Transurethral Resection of the Prostate (TURP) Versus Original and PErFecTED Prostate Artery Embolization (PAE) Due to Benign Prostatic Hyperplasia (BPH): Preliminary Results of a Single Center, Prospective, Urodynamic-Controlled Analysis



To compare clinical and urodynamic results of transurethral resection of the prostate (TURP) to original and PErFecTED prostate artery embolization (PAE) methods for benign prostatic hyperplasia.


We prospectively randomized 30 patients to receive TURP or original PAE (oPAE) and compared them to a cohort of patients treated by PErFecTED PAE, with a minimum of 1-year follow-up. Patients were assessed for urodynamic parameters, prostate volume, international prostate symptom score (IPSS), and quality of life (QoL).
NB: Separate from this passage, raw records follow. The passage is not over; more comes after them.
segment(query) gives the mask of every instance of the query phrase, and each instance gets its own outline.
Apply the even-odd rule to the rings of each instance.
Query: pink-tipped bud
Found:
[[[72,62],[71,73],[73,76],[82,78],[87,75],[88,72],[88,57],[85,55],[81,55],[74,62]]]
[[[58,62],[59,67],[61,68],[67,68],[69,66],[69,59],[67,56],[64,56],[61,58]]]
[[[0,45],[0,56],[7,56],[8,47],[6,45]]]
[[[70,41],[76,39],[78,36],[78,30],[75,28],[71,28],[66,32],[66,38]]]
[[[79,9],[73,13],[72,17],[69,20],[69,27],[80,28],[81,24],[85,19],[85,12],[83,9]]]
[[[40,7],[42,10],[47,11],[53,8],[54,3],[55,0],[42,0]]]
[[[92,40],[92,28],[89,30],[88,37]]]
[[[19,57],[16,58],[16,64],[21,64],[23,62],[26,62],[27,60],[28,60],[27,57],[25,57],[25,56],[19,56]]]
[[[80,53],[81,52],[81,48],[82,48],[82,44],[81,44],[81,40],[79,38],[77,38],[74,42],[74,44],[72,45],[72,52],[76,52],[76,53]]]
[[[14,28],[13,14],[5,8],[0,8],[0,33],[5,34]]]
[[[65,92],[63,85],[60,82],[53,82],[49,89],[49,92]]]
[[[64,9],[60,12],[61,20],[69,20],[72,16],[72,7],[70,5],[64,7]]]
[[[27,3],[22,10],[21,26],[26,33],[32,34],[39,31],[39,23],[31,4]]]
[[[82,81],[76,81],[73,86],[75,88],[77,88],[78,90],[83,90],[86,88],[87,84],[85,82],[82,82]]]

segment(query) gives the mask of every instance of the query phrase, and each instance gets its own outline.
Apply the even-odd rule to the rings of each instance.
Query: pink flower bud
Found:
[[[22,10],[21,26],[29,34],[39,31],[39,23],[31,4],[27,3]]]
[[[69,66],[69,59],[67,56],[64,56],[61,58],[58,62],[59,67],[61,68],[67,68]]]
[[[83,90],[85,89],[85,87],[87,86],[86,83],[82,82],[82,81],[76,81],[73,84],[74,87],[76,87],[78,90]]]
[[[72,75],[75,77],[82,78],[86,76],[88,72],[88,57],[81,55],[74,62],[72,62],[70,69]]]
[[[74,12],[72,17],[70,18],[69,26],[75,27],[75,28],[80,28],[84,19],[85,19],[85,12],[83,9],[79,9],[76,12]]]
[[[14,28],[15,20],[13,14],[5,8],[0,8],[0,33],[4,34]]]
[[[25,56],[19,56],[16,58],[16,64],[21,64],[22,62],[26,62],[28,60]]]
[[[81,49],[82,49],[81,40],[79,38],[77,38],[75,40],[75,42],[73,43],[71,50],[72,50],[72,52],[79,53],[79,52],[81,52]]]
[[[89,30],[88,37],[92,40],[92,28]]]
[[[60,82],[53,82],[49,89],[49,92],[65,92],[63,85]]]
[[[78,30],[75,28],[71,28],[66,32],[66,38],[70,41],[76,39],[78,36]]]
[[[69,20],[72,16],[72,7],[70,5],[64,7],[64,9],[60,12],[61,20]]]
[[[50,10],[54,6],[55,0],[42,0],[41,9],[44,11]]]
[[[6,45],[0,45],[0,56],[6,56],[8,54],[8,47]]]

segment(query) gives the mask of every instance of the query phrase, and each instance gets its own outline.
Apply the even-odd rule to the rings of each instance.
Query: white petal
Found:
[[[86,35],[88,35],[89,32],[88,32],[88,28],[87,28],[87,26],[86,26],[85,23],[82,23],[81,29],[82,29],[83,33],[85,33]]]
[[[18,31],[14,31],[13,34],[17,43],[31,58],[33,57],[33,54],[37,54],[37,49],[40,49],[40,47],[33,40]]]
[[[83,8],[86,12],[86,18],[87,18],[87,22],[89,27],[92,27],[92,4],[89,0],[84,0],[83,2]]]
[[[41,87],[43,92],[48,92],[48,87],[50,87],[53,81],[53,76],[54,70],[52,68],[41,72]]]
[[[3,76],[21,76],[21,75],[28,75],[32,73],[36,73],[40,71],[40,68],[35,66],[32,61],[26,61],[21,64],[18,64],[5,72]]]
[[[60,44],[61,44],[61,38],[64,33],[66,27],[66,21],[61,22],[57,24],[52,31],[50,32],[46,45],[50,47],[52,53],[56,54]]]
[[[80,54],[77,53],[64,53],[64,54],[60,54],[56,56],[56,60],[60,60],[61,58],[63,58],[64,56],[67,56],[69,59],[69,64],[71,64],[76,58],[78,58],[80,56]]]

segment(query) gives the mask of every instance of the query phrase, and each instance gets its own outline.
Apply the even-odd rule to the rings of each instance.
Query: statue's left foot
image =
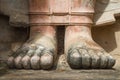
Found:
[[[92,40],[90,28],[69,26],[66,28],[65,49],[71,68],[112,68],[115,59]]]
[[[56,59],[56,29],[53,26],[31,27],[30,39],[8,59],[17,69],[51,69]]]

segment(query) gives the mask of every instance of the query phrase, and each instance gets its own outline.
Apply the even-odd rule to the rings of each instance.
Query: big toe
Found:
[[[78,69],[81,67],[81,55],[78,53],[78,51],[74,51],[72,53],[68,54],[67,61],[71,68]]]
[[[30,60],[32,69],[40,69],[40,57],[33,56]]]
[[[22,59],[22,64],[25,69],[30,69],[30,57],[29,56],[24,56]]]

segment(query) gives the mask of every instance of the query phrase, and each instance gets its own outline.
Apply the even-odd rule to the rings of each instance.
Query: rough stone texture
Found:
[[[120,16],[120,0],[96,0],[94,26],[113,24],[116,16]]]
[[[95,27],[92,29],[94,40],[116,58],[116,65],[113,70],[66,71],[65,67],[59,67],[64,65],[64,59],[60,58],[62,59],[59,60],[61,61],[60,63],[62,63],[62,61],[63,63],[57,66],[59,67],[57,71],[8,70],[5,69],[6,67],[0,67],[0,80],[119,80],[120,18],[118,17],[116,20],[117,22],[113,25]],[[8,55],[10,55],[10,53],[15,51],[23,42],[25,42],[27,33],[27,29],[10,27],[9,18],[0,16],[0,66],[4,66]],[[61,50],[59,54],[63,54],[63,51]]]
[[[9,18],[0,15],[0,60],[7,60],[8,55],[19,48],[27,37],[27,28],[11,27]]]

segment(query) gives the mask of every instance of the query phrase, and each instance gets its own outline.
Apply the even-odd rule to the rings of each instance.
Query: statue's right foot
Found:
[[[17,69],[52,68],[56,57],[55,33],[52,26],[33,27],[30,40],[9,57],[8,66]]]

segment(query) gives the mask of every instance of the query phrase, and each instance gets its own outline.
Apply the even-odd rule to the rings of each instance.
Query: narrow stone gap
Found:
[[[57,27],[58,54],[64,53],[65,26]]]

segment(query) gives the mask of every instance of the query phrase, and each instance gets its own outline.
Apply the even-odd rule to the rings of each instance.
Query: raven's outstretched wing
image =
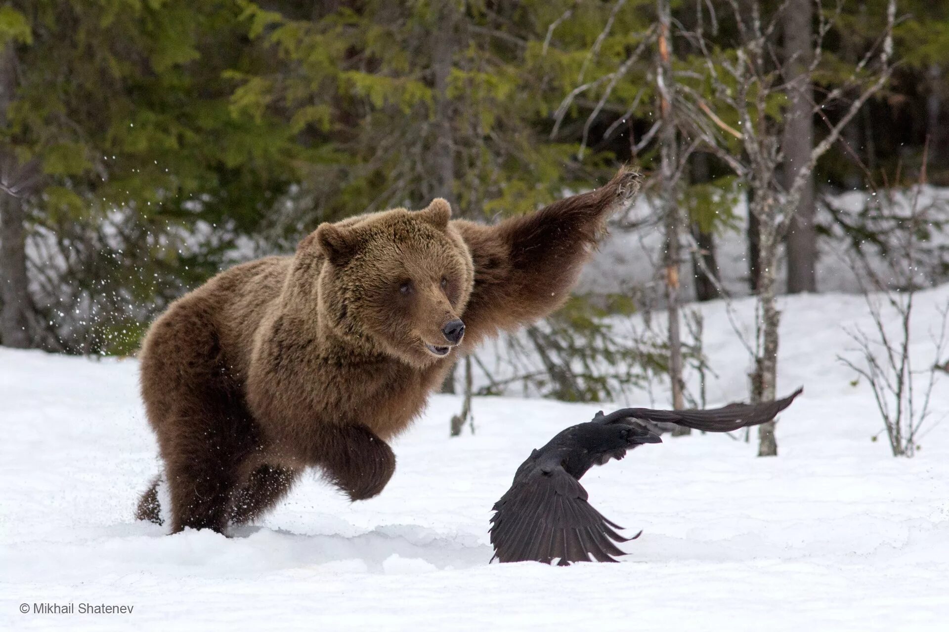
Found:
[[[615,424],[625,419],[642,419],[647,422],[678,424],[706,432],[729,432],[746,425],[757,425],[774,419],[800,395],[798,388],[784,399],[764,404],[729,404],[709,410],[652,410],[650,408],[622,408],[603,417],[595,417],[601,424]]]
[[[537,463],[519,473],[514,484],[494,503],[491,543],[501,562],[615,562],[625,555],[614,542],[635,540],[586,502],[586,490],[560,465]],[[493,559],[493,558],[492,558]]]

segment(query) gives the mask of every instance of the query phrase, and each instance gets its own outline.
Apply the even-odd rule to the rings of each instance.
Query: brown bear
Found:
[[[176,300],[140,352],[164,475],[137,517],[171,531],[248,522],[307,467],[353,500],[379,494],[404,430],[458,354],[568,298],[639,188],[598,190],[483,226],[437,199],[323,224],[289,257],[236,265]]]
All groups were comparable for all pre-treatment parameters except bladder contractility and peak urine flow rate (Q max), both of which were significantly better in the TURP group, and IIEF score, which was significantly higher among PErFecTED PAE patients than TURP patients. All groups experienced significant improvement in IPSS, QoL, prostate volume, and Q max. TURP and PErFecTED PAE both resulted in significantly lower IPSS than oPAE but were not significantly different from one another. TURP resulted in significantly higher Q max and significantly smaller prostate volume than either original or PErFecTED PAE but required spinal anesthesia and hospitalization. Two patients in the oPAE group with hypocontractile bladders experienced recurrence of symptoms and were treated with TURP. In the TURP group, urinary incontinence occurred in 4/15 patients (26.7 %), rupture of the prostatic capsule in 1/15 (6.7 %), retrograde ejaculation in all patients (100 %), and one patient was readmitted for temporary bladder irrigation due to hematuria.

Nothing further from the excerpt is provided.